The alternative to World War III is sanctions, President Biden said, and leveraging the system that allows Russia to receive payments from abroad is a move consistent with a willingness to pressure the Kremlin to unblock it. crisis in Ukraine. However, the effectiveness and limitations of the instrument immediately became clear when the measure was announced: not a total ban, but a blockade limited to some banks. The reason, summarizing at the minimum terms, is easy to say: l‘The West cannot afford to permanently cut ties with Russia. At least not immediately.
To put it differently, it cannot renounce an instrument that allows various countries, including European ones, to make international payments to Russia, for example to receive goods of particular importance, one above all gas. To remain in the Italian context: today Italy buys 45% of the total gas supply from Russia – the Prime Minister Draghi recalled last Friday, cheating on Italy for not having diversified energy sources and suppliers. Suddenly unplugging the SWIFT payment system, extending the measure to all Russian banks, would prevent Italy from making payments to receive it.

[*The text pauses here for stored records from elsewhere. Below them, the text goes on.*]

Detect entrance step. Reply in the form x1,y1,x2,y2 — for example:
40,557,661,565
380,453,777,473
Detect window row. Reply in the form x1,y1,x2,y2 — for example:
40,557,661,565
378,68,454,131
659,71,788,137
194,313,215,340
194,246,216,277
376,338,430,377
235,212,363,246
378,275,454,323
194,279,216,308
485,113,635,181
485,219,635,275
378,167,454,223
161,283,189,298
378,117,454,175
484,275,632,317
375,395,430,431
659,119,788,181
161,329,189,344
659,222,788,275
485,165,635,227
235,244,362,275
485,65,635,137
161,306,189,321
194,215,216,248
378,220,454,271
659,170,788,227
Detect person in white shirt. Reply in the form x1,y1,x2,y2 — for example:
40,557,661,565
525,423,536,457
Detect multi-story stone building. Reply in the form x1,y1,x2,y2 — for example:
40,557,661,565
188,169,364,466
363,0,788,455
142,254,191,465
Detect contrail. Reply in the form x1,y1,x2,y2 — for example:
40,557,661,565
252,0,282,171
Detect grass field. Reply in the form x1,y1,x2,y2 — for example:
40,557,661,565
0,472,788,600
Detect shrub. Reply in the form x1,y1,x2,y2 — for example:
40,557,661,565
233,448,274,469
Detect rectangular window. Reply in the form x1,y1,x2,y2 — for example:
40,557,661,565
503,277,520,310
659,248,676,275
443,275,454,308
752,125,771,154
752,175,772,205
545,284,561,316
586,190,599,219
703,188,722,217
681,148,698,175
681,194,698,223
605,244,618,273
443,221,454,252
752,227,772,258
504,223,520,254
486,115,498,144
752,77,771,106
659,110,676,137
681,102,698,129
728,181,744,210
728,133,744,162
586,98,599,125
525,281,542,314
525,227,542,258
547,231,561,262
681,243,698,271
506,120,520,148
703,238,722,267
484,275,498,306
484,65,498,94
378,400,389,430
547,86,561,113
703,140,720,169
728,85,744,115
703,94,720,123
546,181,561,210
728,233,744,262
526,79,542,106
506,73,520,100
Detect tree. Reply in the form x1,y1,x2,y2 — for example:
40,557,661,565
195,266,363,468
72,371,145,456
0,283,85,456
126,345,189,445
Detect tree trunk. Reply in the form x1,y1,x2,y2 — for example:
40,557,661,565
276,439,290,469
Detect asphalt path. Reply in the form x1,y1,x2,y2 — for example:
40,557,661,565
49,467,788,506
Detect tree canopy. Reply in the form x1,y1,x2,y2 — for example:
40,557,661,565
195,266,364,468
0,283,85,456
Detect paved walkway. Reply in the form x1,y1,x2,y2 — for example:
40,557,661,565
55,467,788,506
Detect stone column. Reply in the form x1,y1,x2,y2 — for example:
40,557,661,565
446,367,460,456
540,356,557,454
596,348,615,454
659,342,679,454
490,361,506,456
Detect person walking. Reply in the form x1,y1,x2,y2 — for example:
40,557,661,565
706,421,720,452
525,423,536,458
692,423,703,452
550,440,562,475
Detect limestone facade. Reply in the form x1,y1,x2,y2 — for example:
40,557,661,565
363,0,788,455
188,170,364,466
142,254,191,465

Not all the signatory countries of the provision depend to the same extent on Russia for certain goods (there are those, for example, who are much more autonomous from the point of view of energy supplies, see France), but it is clear that we must still go with lead feet to avoid a domino effect in international financial transactions. It must also be said that Russia has developed its own alternative payment system to SWIFT, the SPFS, as has China with the CPIS. Both, even if they don’t have the same international support as SWIFT, could be tools to limit damage.